Das en passant Schachblog bringt einen herrlich dogmatischen Artikel von Richard Réti zur Eröffnungstheorie. Man beachte die kleine Eitelkeit des Autors. Jedenfalls in der Frage des Namens hat er Recht behalten. Die Abhandlung ist Rétis „Lehrbuch“ (1930) entnommen:
Am Anfang des Jahres 1923 wurden zwei derartige Indische Angriffssysteme in die Praxis der Meister eingeführt. Das eine, welches von Nimzowitsch herrührt, will nach 1. Sg1-f3, d7-d5 den Druck gegen den geschwächten Punkt e5 fortsetzen, daher 2. b2-b3 nebst Lc1-b2. Nimzowitsch, dem das Verdienst gebührt, die beste Methode der Indischen Verteidigung ausgearbeitet zu haben, hat, wie man sieht, die Methoden dieser Verteidigung auf den Angriff übertragen. Doch was für die Verteidigung gut ist, was gut ist, um Ausgleich zu erlangen, ist nicht geeignet, einen Vorteil herbeizuführen. (…)

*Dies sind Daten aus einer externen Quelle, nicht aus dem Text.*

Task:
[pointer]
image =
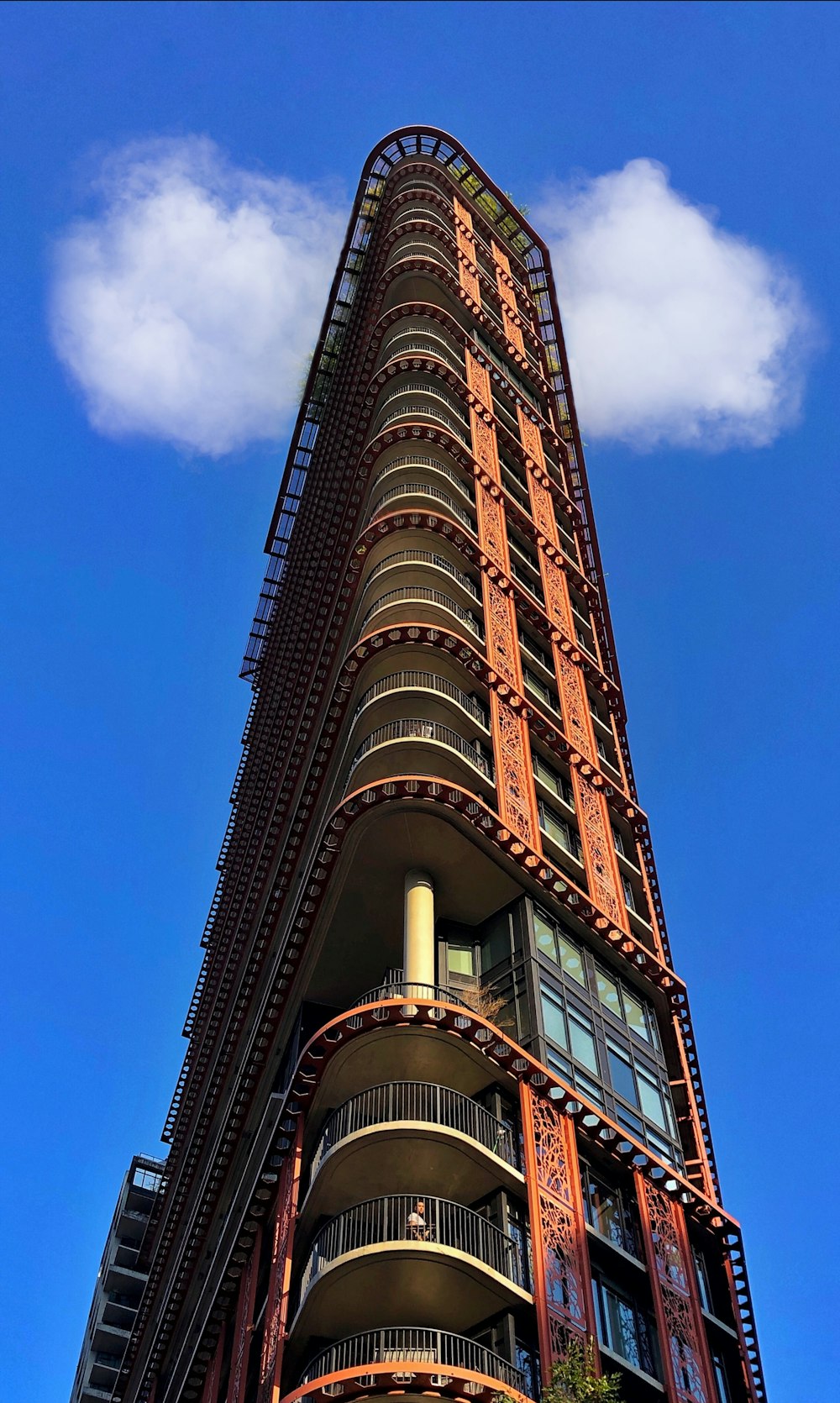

Wenn man aus dem Anzug Vorteil schlagen will, muß man ein System spielen, welches dem Nachziehenden nicht gestattet, ohne Terrainnachteil eine geschlossene Stellung herbeizuführen, im Zentrum uneinnehmbare Bollwerke zu errichten. Man muß also, nicht wie in der Verteidigung die schwachen Punkte, sondern die starken Punkte, die werdenden Bollwerke, unter Feuer nehmen. Auf dieser Idee beruht das vom Verfasser dieses Buches eingeführte Entwicklungssystem. Weiß richtet nach 1. Sg1-f3 d7-d5 den Angriff nicht gegen den schwachen Punkt e5, sondern gegen d5, indem er mit 2. c2-c4, g2-g3 und Lf1-g2 fortsetzt. Dieses Eröffnungssystem wird in der Nomenklatur der Eröffnungstheorie nach dem Vorschlag des serbischen Meisters Vukovic mit dem Namen des Verfassers verknüpft. (…) Kmoch, welcher die Ansicht vertritt, daß man Eröffnungen nicht nach Personen benennen soll, schlägt für die beiden hier besprochenen Systeme die Bezeichnungen „Damenindischer Angriff“ und „Königsindischer Angriff“ vor. Aehnlich wie in der Indischen Verteidigung glauben wir, daß sich auch hier bald die Ueberflüssigkeit dieser Bezeichnung herausstellen wird. Während in der Verteidigung das Königsindisch im Absterben begriffen ist, wird im Angriff das Damenindisch kaum noch angewandt.
Ein Kommentar
1. Ein weiterer Beleg dafür, dass die Vordenker und Erneuerer, die Revolutionäre und Kreativen in Wirklichkeit genauso dogmatisch dachten wie z. B. Tarrasch.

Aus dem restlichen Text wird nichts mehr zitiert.